Apología de la ternura

Publicado el 5 de diciembre de 2017 en Revista Anfibia

—Jenny, por favor tratá de calmarte un poco, vinieron tus amigos para festejar tu cumpleaños, viajamos de Laferrere hasta acá, nos queda todo el día para disfrutar. Dale.

Laura le había organizado a Jenny un viajecito al Tigre un fin de semana, a caballo entre una excursión escolar e intento de intervención pedagógica fuera de horario laboral. Pasaron cuatro, cinco segundos, que medidos en miradas es una eternidad.

—¿Sabe lo que pasa, profe? —dijo Jenny—. Hoy es el día de mi muerte.

Y acto seguido pegó tres saltos hacia atrás, como había aprendido, antes de tener otra recaída con el paco, en el Taller de Circo que reman sus profes de la nocturna en La Matanza.  Cayó al agua del Paraná de las Palmas, en el Tigre, y se rió flotando en el río marrón.

—Entré en pánico, Manuel, mirá si pasaba una lancha o algo así— me dijo Laura después de relatarme esa escena.

Son las últimas semanas de clase y estamos exhaustos. Los pibes, los docentes, los auxiliares. Todos exhaustos. Y aun así nos cruzamos con la intensidad de las vidas desgarradas, de los pasos en falso que tantos pibes y pibas van ensayando en la cornisa social. No son gimnastas en la barra de equilibrio: son jirones de vidas que apenas se sostienen entre sí, mirando el abismo a los tumbos. Y nosotros ahí tratando de atajarlos, en diciembre, después de todo el año de pelotear burocracia, neurosis, ministros y presidentes descalificándonos.

Arrancamos el año con una guerra santa mediática en torno a nuestra paritaria, que incluyó amenazas a la familia del enemigo elegido –Roberto Baradel, secretario general de SUTEBA–, la presentación capciosa de los resultados del Operativo Aprender y la frase de Mauricio Macri lamentándose que tantos chicos tuvieran que caer en la escuela pública.

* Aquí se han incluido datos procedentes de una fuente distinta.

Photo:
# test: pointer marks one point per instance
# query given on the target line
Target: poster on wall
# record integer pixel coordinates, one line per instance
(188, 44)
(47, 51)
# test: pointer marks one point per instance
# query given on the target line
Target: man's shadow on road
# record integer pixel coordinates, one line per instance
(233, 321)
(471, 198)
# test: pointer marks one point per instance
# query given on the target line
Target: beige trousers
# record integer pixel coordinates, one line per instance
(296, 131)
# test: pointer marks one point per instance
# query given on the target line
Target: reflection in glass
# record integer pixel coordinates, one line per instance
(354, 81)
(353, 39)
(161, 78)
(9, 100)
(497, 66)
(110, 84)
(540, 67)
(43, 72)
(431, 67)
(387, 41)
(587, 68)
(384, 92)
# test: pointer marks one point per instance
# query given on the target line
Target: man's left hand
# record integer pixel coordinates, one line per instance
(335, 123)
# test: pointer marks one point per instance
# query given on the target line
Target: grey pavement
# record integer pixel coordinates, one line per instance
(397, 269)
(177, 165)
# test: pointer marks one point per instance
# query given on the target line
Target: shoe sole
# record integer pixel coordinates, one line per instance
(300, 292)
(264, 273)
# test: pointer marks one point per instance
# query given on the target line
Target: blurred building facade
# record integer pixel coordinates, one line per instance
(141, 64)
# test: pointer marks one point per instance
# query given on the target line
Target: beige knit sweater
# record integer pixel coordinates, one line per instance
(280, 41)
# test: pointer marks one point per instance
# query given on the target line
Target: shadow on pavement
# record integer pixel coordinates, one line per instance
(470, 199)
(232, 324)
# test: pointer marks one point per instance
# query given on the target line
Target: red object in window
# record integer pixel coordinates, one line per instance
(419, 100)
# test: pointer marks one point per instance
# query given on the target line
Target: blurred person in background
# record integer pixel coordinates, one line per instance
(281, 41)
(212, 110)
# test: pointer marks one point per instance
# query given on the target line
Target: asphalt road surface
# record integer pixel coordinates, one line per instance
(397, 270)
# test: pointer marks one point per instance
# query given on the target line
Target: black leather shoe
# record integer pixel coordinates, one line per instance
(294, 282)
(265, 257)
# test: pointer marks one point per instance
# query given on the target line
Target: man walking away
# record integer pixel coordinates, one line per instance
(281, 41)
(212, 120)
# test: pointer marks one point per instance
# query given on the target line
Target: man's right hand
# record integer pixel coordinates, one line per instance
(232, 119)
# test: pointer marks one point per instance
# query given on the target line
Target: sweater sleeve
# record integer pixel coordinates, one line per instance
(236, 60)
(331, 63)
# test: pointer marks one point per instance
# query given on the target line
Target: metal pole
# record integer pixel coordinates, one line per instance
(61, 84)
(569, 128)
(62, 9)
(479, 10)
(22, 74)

Allí apareció, vía redes sociales, la convocatoria a un voluntariado que reemplazara a los docentes en huelga en la Provincia de Buenos Aires. En el esquema ficcional del call center se planteaba que cualquier persona “de buena voluntad” podía entrar a una escuela a dar clases, a enseñarle algo a las Jennys boyantes. Ante la ambigua respuesta oficial del gobierno –a pesar de su rotunda ilegalidad y su peligro potencial–, ese esquema redunda en una idea muy clara: los docentes somos descartables. Como pañuelos de papel: sólo estamos ahí para sonarles los mocos a los chicos.

Y tal vez haya algo de verdad en el núcleo duro de esa idea.